Researchers at ETH Zurich have recently introduced a new deep learning-based strategy that could enable tactile sensing in robots without requiring large amounts of real-world data. Their approach, outlined in a paper pre-published on arXiv, entails training deep neural networks entirely on simulation data.

"Our technique learns from data how to predict the distribution of the forces exerted by an object in contact with the sensing surface," Carlo Sferrazza, one of the researchers who carried out the study, told TechXplore. "So far, this data (in the order of tens of thousands of data points) needed to be collected in an experimental setup over several hours, which was expensive in terms of time and equipment. In this work, we generated our data entirely in simulation, retaining high sensing accuracy when deploying our technique in the real world."

In their experiments, Sferrazza and his colleagues used a sensor they built with simple and low-cost components. This sensor is comprised of a standard camera placed below a soft material, which contains a random spread of tiny plastic particles.

When a force is applied to its surface, the soft material deforms and causes the plastic particles to move. This motion is then captured by the sensor's camera and recorded.

"We exploit the image patterns created by the moving particles to extract information about the forces causing the material deformation," Sferrazza explained. "By densely embedding the particles into the material we can obtain an extremely high resolution. Since we take a data-driven approach to solve this task, we can overcome the complexity of modeling contact with soft materials and estimate the distribution of these forces with high accuracy."

Essentially, the researchers created models of the sensor's soft material and camera projection using state-of-the-art computational methods. They then used these models in simulations, to create a dataset of 13,448 synthetic images that is ideal for training tactile sensing algorithms. The fact that they were able to generate training data for their tactile sensing model in simulations is highly advantageous, as it prevented them from having to collect and annotate data in the real world.

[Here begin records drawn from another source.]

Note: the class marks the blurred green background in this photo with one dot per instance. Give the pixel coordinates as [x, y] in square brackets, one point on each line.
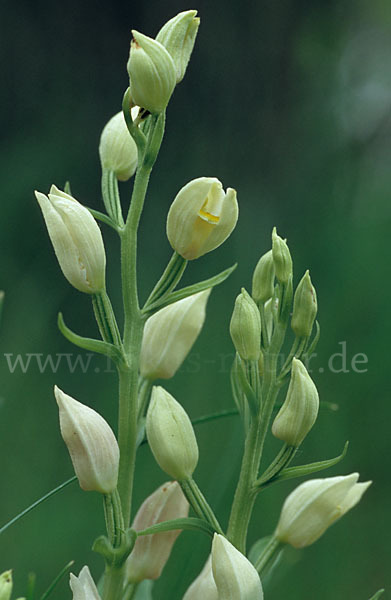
[290, 103]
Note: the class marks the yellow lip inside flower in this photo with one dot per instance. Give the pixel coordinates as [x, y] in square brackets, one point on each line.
[201, 217]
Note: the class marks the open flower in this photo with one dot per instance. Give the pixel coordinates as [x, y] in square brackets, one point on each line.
[201, 217]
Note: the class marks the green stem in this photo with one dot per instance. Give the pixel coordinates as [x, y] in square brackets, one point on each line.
[133, 321]
[130, 591]
[105, 318]
[199, 503]
[113, 583]
[127, 435]
[145, 386]
[111, 197]
[269, 552]
[168, 281]
[246, 490]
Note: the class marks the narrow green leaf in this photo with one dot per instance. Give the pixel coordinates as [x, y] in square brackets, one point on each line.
[302, 470]
[67, 188]
[168, 281]
[190, 523]
[56, 580]
[1, 304]
[37, 503]
[98, 346]
[310, 350]
[257, 551]
[377, 595]
[30, 592]
[103, 218]
[243, 383]
[192, 289]
[214, 416]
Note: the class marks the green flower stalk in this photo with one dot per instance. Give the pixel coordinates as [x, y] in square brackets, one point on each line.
[6, 585]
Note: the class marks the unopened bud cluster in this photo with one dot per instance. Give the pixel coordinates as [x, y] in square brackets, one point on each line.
[91, 444]
[83, 586]
[151, 552]
[305, 307]
[245, 327]
[300, 409]
[155, 66]
[169, 335]
[227, 575]
[281, 258]
[76, 239]
[117, 149]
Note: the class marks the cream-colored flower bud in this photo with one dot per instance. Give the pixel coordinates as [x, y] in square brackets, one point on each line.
[315, 505]
[151, 552]
[83, 586]
[305, 307]
[263, 278]
[201, 217]
[281, 257]
[204, 585]
[152, 73]
[235, 577]
[6, 585]
[178, 36]
[117, 148]
[171, 435]
[91, 443]
[76, 239]
[245, 327]
[300, 409]
[170, 334]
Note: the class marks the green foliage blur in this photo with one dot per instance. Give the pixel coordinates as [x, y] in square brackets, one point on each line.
[289, 102]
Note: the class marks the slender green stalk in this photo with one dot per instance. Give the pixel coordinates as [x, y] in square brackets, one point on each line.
[199, 504]
[133, 321]
[113, 583]
[130, 591]
[246, 490]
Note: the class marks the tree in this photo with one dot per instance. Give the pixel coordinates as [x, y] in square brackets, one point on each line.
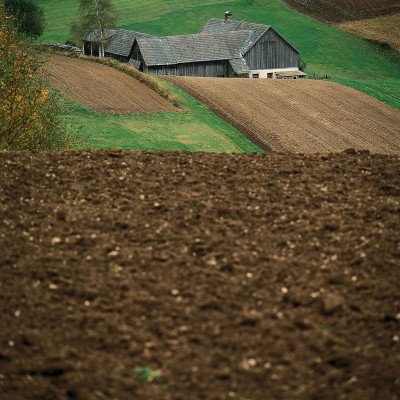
[29, 16]
[30, 111]
[93, 15]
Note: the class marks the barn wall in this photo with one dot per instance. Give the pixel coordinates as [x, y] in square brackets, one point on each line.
[205, 69]
[271, 51]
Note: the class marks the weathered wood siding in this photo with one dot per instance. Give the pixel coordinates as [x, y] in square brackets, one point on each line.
[271, 51]
[205, 69]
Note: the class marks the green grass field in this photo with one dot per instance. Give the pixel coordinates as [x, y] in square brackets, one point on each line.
[195, 128]
[387, 91]
[327, 50]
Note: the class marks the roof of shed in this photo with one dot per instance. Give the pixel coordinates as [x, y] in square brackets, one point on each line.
[96, 37]
[122, 41]
[194, 48]
[222, 25]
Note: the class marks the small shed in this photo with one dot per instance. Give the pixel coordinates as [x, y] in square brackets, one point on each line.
[223, 48]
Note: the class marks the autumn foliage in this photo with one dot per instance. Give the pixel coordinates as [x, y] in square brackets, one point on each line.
[30, 111]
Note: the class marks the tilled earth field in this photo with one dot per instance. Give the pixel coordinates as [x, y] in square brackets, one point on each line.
[102, 88]
[345, 10]
[128, 275]
[301, 116]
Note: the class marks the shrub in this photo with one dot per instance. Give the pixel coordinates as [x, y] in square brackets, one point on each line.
[30, 110]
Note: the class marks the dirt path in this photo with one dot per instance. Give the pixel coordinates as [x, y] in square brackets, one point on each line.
[103, 88]
[222, 277]
[299, 115]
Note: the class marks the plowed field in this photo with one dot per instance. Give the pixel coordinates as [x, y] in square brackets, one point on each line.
[103, 88]
[299, 115]
[345, 10]
[143, 276]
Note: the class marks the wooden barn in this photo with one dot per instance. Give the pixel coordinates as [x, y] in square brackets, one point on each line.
[223, 48]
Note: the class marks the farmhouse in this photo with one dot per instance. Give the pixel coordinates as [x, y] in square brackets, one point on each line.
[223, 48]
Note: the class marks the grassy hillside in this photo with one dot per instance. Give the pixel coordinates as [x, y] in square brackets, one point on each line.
[193, 129]
[386, 91]
[383, 29]
[326, 49]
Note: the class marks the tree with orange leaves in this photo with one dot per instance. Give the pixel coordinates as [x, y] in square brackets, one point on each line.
[30, 111]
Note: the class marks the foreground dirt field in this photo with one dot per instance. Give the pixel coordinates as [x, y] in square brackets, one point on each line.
[102, 88]
[221, 276]
[345, 10]
[299, 115]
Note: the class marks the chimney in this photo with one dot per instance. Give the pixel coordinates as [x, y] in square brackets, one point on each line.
[228, 16]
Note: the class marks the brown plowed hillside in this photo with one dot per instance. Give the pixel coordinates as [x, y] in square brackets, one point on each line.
[103, 88]
[345, 10]
[299, 116]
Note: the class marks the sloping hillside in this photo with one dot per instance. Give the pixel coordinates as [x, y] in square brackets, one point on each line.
[326, 50]
[103, 88]
[384, 29]
[299, 116]
[345, 10]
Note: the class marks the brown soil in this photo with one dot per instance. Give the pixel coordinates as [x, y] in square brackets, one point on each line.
[382, 29]
[345, 10]
[103, 88]
[233, 276]
[299, 115]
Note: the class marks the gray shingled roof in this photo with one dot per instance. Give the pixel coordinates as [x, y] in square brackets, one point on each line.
[194, 48]
[122, 41]
[221, 25]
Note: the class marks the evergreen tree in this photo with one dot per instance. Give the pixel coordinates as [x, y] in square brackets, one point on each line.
[93, 15]
[29, 16]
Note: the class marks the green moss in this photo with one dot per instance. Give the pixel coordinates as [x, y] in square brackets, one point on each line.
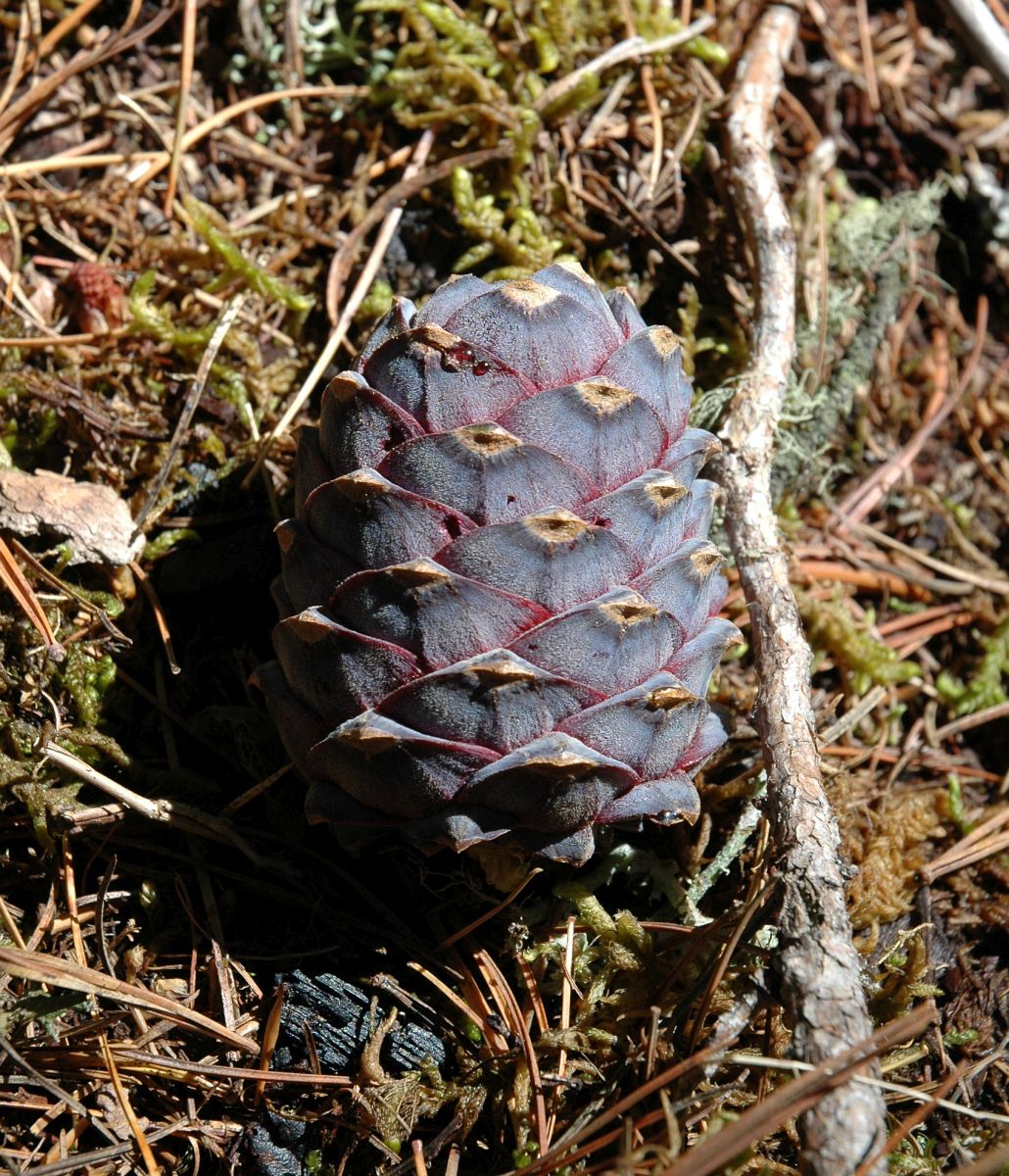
[168, 541]
[152, 320]
[515, 234]
[377, 303]
[213, 230]
[985, 686]
[86, 680]
[863, 659]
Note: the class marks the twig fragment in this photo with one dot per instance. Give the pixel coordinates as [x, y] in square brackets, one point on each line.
[819, 967]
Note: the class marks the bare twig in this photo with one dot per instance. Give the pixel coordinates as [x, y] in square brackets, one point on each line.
[816, 959]
[985, 36]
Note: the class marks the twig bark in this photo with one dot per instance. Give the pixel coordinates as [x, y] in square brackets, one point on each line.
[816, 961]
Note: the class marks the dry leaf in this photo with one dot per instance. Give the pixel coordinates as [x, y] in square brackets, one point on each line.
[92, 518]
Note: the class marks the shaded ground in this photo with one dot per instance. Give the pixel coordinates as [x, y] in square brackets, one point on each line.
[119, 263]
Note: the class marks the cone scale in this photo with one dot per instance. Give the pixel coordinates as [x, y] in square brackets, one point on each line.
[498, 594]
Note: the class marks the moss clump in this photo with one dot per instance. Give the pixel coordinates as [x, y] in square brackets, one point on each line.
[985, 687]
[515, 234]
[86, 680]
[863, 660]
[213, 229]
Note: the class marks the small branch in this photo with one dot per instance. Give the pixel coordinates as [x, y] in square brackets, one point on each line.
[817, 964]
[984, 35]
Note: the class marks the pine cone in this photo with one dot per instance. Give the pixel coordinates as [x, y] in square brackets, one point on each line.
[499, 597]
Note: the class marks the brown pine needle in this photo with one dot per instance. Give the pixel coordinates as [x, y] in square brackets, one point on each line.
[27, 601]
[144, 1147]
[185, 86]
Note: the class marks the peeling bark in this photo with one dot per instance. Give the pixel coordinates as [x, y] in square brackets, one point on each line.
[816, 962]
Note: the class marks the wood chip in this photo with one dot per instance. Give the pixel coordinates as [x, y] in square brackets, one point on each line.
[92, 518]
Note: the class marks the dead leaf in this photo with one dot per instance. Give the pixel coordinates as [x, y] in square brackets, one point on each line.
[92, 518]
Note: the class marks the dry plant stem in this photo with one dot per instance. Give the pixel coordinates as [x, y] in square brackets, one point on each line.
[817, 964]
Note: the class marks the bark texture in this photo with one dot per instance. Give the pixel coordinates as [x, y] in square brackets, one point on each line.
[817, 964]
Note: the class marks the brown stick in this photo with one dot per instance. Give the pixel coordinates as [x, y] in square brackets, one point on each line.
[816, 961]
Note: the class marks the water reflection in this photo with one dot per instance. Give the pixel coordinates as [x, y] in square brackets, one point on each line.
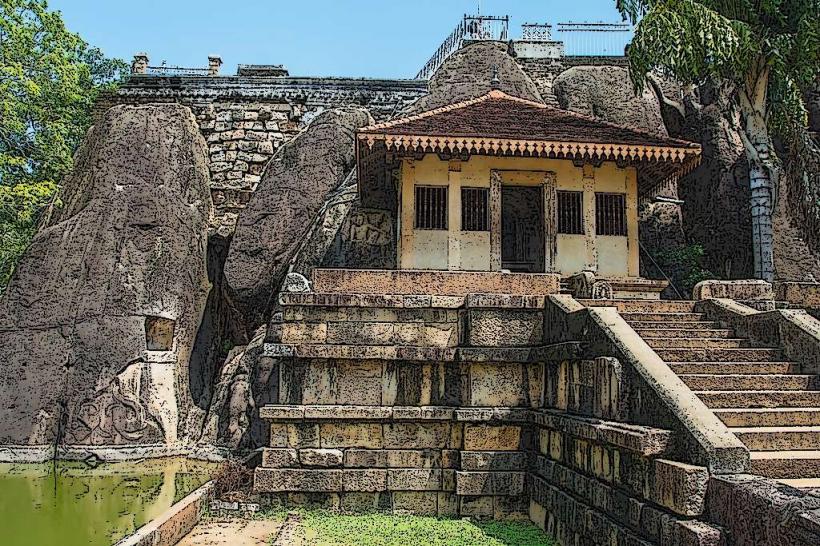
[89, 507]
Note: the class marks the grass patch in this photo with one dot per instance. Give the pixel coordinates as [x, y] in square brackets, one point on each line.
[327, 529]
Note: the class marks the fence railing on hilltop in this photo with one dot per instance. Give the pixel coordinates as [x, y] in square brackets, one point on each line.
[471, 27]
[580, 39]
[164, 70]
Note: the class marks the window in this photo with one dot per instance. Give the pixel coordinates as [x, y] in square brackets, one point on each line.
[431, 207]
[475, 211]
[610, 214]
[571, 212]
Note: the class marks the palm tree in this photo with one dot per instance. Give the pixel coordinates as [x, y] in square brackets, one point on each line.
[769, 50]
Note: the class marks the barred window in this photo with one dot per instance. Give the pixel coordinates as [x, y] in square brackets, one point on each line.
[475, 210]
[571, 212]
[431, 207]
[610, 214]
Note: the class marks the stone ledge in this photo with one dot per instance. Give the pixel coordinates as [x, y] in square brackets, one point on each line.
[361, 352]
[546, 353]
[389, 301]
[451, 283]
[505, 301]
[490, 483]
[646, 441]
[174, 523]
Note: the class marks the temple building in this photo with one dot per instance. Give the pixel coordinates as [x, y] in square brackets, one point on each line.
[503, 183]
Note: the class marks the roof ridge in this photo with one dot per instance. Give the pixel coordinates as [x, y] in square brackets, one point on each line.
[501, 95]
[492, 94]
[643, 132]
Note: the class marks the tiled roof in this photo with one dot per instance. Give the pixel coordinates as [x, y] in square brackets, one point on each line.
[497, 116]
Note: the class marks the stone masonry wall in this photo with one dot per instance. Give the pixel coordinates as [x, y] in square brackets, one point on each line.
[245, 120]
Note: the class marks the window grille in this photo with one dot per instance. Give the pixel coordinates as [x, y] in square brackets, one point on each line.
[431, 207]
[571, 212]
[610, 214]
[475, 210]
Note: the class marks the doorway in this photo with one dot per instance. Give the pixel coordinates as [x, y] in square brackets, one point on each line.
[522, 229]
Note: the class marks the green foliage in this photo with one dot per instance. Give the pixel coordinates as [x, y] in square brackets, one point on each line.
[49, 80]
[737, 40]
[322, 528]
[687, 262]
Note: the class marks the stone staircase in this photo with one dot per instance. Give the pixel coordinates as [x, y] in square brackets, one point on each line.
[771, 407]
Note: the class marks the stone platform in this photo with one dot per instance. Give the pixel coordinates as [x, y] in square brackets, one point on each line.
[503, 406]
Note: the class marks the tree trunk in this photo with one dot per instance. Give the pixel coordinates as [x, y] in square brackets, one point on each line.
[758, 152]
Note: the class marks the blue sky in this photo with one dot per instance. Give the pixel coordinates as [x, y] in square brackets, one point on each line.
[373, 38]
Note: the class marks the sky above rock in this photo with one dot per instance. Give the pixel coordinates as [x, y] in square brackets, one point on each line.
[372, 38]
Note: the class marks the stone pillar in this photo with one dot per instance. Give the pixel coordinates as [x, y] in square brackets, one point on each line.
[589, 218]
[140, 64]
[550, 222]
[407, 197]
[632, 225]
[495, 220]
[214, 62]
[454, 214]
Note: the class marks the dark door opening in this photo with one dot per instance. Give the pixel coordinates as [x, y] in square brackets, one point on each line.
[522, 229]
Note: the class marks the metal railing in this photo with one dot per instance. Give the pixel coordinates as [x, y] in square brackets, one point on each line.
[536, 32]
[594, 39]
[164, 70]
[472, 27]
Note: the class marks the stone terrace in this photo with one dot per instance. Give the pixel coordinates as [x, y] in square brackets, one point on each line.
[506, 406]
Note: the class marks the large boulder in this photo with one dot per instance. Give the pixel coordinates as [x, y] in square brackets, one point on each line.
[716, 194]
[468, 73]
[606, 92]
[247, 381]
[97, 324]
[294, 187]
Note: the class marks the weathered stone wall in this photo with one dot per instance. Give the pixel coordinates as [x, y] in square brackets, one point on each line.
[245, 120]
[99, 320]
[457, 423]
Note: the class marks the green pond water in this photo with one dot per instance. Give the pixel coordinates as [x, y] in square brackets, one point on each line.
[77, 505]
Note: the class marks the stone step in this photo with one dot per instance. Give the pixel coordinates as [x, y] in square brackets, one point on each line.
[663, 317]
[747, 382]
[688, 333]
[695, 343]
[778, 438]
[674, 325]
[643, 306]
[733, 368]
[745, 354]
[812, 484]
[786, 464]
[769, 417]
[759, 399]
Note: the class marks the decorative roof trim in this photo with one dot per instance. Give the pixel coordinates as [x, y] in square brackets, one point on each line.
[539, 148]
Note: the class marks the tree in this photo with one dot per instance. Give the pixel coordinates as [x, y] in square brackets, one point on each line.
[768, 49]
[49, 80]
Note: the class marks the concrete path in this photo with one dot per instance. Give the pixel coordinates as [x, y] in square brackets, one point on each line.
[233, 532]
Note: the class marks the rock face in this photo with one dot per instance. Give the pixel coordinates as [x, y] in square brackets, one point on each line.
[468, 73]
[606, 92]
[97, 325]
[293, 189]
[246, 382]
[716, 194]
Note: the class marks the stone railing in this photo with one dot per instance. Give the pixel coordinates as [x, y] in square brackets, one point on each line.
[668, 402]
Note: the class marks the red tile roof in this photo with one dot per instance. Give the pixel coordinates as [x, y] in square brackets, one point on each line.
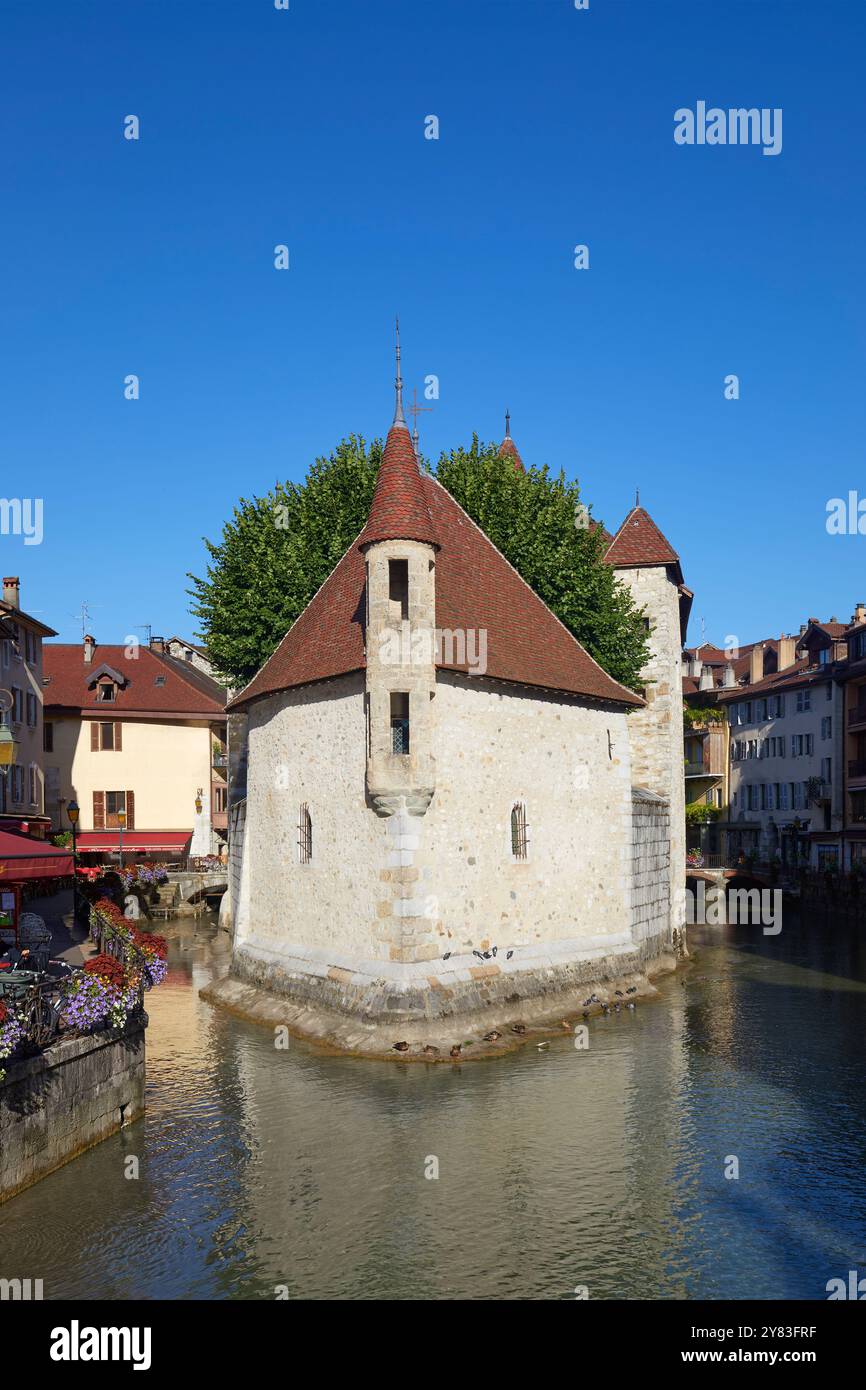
[399, 509]
[67, 676]
[801, 673]
[477, 590]
[640, 542]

"We also developed a transfer learning technique that allows us to use the same model on multiple instances of the tactile sensors we produce in the real-world, without the need for additional data," Sferrazza said. "This means that each sensor becomes cheaper to produce, as they don't require additional calibration efforts."

The researchers used the synthetic dataset they created to train a neural network architecture for vision-based tactile sensing applications and then evaluated its performance in a series of tests. The neural network achieved remarkable results, making accurate sensing predictions on real data, even if it was trained on simulations.

"The tailored neural network architecture that we trained also shows very promising generalization possibilities for use in other situations, when applied to data that is quite different from that used in our simulations, e.g., for the estimation of contact with single or multiple objects of arbitrary shapes," Sferrazza said.

In the future, the deep learning architecture developed by Sferrazza and his colleagues could provide robots with an artificial sense of touch, potentially enhancing their grasping and manipulation skills. In addition, the synthetic dataset they compiled could be used to train other models for tactile sensing or may inspire the creation of new simulation-based datasets.

"We now want to evaluate our algorithms in tasks that involve very general interactions with complex objects, and we are also working on improving their accuracy," Sferrazza said. "We think that this technique will show its advantages when applied to real-world robotic tasks, such as applications that involve the fine manipulation of fragile objects—such as a glass or an egg."

More information: Learning the sense of touch in simulation: a sim-to-real strategy for vision-based tactile sensing. arXiv:2003.02640 [cs.RO]. arxiv.org/abs/2003.02640

C. Sferrazza, A. Wahlsten, C. Trueeb and R. D'Andrea, "Ground Truth Force Distribution for Learning-Based Tactile Sensing: A Finite Element Approach," in IEEE Access, vol. 7, pp. 173438-173449, 2019.